Fans of Bluetooth receivers and transmitters for iPod can use them with cheap iPhone, but, just as with the iPod docks, the phone will go into airplane mode and then automatically search for the AT&T network when the accessories are disconnected. We tested out the new iSkin Cerulean RX/TX Blue Tooth transmitter/receiver combo and it worked perfectly (except for the no-phone-service thing.) Currently, however, there is no stereo Bluetooth transmission directly from the cheap iPhone—you'll need accessories to pull it off.
Battery TestsApple rates the cheap iPhone's talk time at 8 hours per charge and standby time at 250 hours. Internet use is rated at 6 hours. As for iPod functions, video playback is rated at 7 hours and audio playback at 24 hours. Lab tests yielded a talk time of 13 hours 50 minutes, with the Wi-Fi off. Our methodology usually results in times much longer than official estimates, so you shouldn't be startled by this—and the phone saves a lot of battery by turning off the screen. Still, that's very good talk time for a smart phone. Audio playback time yielded 22 hrs 15 min—1 hr 45 min shy of the rated life. Video playback time (Wi-Fi off) came in at 4 hours, 45 minutes.
The Apple cheap iPhone is a great first try from Apple. We don't want to underplay the importance of its groundbreaking new interface: you literally fly across the device, pinching, swiping and pulling. This is the most fun we've ever had using a handheld.

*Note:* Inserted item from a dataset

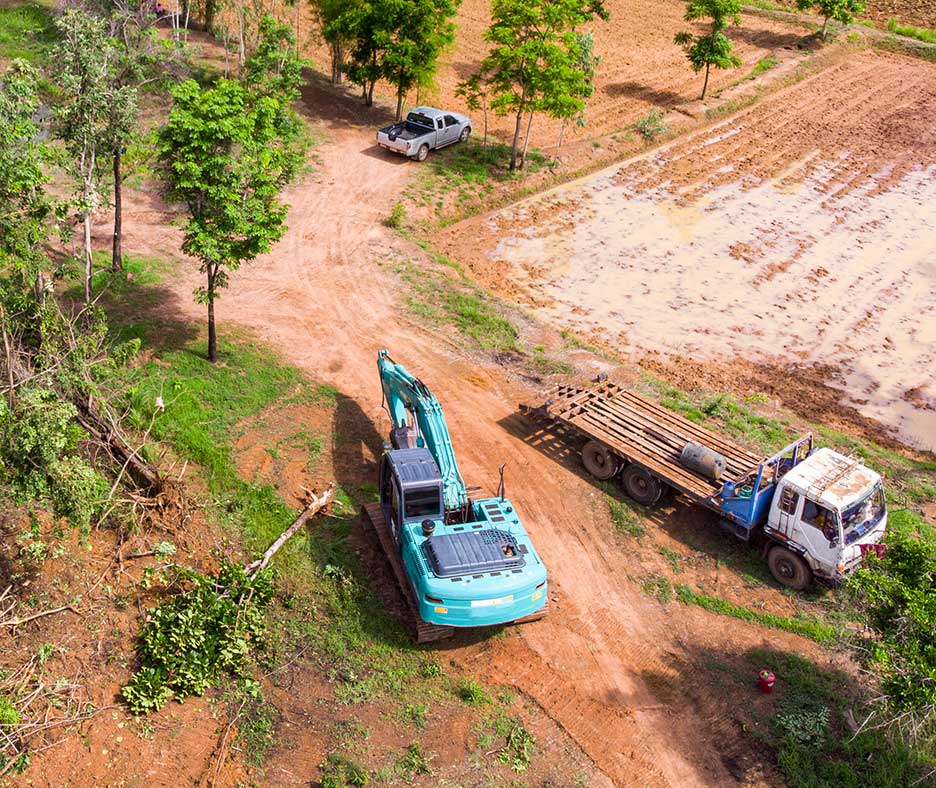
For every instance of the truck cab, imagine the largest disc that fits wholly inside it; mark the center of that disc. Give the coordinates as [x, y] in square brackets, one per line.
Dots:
[824, 510]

The bottom line? If your priority is owning a first rate phone and messaging device, the cheap iPhone isn't for you. Call quality isn't up to par, key messaging features are missing, and that virtual keyboard is really frustrating. If it's fun you want to have, however, this is basically an iPod with Internet, YouTube, beautiful graphics, a camera, and a huge screen—it can also make calls and check email. When Apple eventually releases an iPod with these features and no phone, it will blow away the competition, as iPods traditionally have. As it is right now, it's an amazing (and expensive) toy.
Apple's smart, though, and this is just the beginning. Think of this as the 128K Mac of the 21st century—a vanguard product, maybe not perfect or the most usable machine ever (remember the "disk-swap polka?") but heralding some insanely great products to come. Let's hope that the next one will be a Mac Plus.
Benchmark Test ResultsContinuous talk time (Wi-Fi off): 13 hours 50 minutes*Video playback time (Wi-Fi off): 4 hours 45 minutes*Our methodology usually results in times much longer than official estimates, so you shouldn't be startled by this--and the phone saves a lot of battery by turning off the screen. Still, that's very good talk time for a smart phone.